In recommendation or online advertising, source data often come with different channels characterizing different dimensions, such as
- data including age, gender, marital status ...
- data including internet behavior ...
- data including phone brand ...
- data including APP installed ...
- ...
Combining features with different dimensions into one always gets better ctr(cvr), so we release the Combine Features Logistic Regression.
CLR.run/ is defined as below:
- the elemnt of data is single instance/sample arranged as (Array[fregata.Vector], fregata.Num)
- features from the same channel should be putted into same fregata.Vector by sort
- the size of Array[fregata.Vector] denotes the number of source datas' channels
- every channel's fregata.Vector should be putted into Array[fregata.Vector] by sort
- fregata.Num denotes the instance's label
- combines denotes how to combine different channels' features.
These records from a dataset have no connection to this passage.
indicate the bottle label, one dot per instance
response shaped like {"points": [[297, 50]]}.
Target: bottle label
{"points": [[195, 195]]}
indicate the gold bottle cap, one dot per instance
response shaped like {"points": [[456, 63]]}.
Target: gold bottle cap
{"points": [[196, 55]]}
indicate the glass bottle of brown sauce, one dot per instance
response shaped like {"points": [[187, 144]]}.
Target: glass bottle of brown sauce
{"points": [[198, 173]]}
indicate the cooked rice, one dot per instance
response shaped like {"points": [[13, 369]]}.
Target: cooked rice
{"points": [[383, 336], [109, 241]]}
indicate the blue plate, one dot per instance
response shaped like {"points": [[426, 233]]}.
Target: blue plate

For example combines=Array(Array(0,1,2), Array(2)) says that
- source datas are from 3 different channels
- suppose that channel#1's size is r, channel#2's is m, channel#3's is n
- Array(0,1,2) says that rxmxn combined features are generated by Cartesian product, and each combined feature is generated by 3 features selected from different channels
- Array(2) says that we should reserve all the features from channel#3
- based on the example above, the total number of features is rxmxn+n
def run(data: RDD[(Array[fregata.Vector], fregata.Num)], combines: Array[Array[Int]], iterationNum: Int = 1): CLRModel
CLRModel.clrPredict is defined as below
- parameter data's structure is the same as **CLR.run'**s
def clrPredict(data: RDD[(Array[fregata.Vector], fregata.Num)]): RDD[((Array[fregata.Vector], fregata.Num), (fregata.Num, fregata.Num))]
/**
* Created by takun on 16/9/19.
*/
def main(args: Array[String]): Unit = {
val conf = new SparkConf().setAppName("logistic regression")
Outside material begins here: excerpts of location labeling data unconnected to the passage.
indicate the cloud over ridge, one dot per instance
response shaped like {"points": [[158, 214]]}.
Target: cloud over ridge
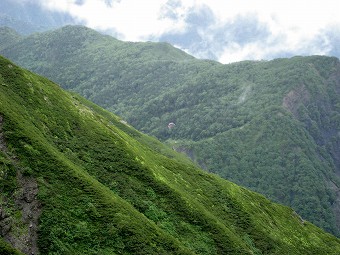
{"points": [[226, 31]]}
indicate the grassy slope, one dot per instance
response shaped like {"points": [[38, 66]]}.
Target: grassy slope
{"points": [[230, 118], [103, 191]]}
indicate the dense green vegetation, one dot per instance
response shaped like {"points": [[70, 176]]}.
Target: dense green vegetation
{"points": [[104, 190], [270, 126]]}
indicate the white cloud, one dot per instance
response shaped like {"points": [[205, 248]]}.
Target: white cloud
{"points": [[292, 25]]}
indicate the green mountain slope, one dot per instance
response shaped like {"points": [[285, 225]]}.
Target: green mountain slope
{"points": [[76, 180], [270, 126]]}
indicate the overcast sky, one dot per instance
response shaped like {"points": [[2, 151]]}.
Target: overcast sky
{"points": [[225, 30]]}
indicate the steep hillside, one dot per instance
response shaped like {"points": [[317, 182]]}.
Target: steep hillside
{"points": [[270, 126], [76, 180]]}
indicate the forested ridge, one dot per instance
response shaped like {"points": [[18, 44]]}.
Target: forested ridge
{"points": [[272, 126], [101, 187]]}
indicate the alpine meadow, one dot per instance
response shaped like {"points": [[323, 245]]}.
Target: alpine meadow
{"points": [[271, 126], [77, 179]]}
val sc = new SparkContext(conf)
// the dataset a9a can be downloaded from https://www.csie.ntu.edu.tw/~cjlin/libsvmtools/datasets/binary.html#a9a
val (_,trainData) = LibSvmReader.read(sc,"/Volumes/takun/data/libsvm/a9a",123)
val (_,testData) = LibSvmReader.read(sc,"/Volumes/takun/data/libsvm/a9a.t",123)
val model = CLR.run(trainData.map{
case (x,label) => Array(x) -> label
},Array(Array(0,0)),10)
val pd = model.clrPredict(testData.map{
case (x,label) => Array(x) -> label
})
val acc = Accuracy.of( pd.map{
case ((x,l),(p,c)) =>
c -> l
})
println( s"Accuracy = $acc ")
val auc = AreaUnderRoc.of( pd.map{
case ((x,l),(p,c)) =>
p -> l
})
println( s"AreaUnderRoc = $auc ")
}
Accuracy = 0.8462719567620686
AreaUnderRoc = 0.900320784272655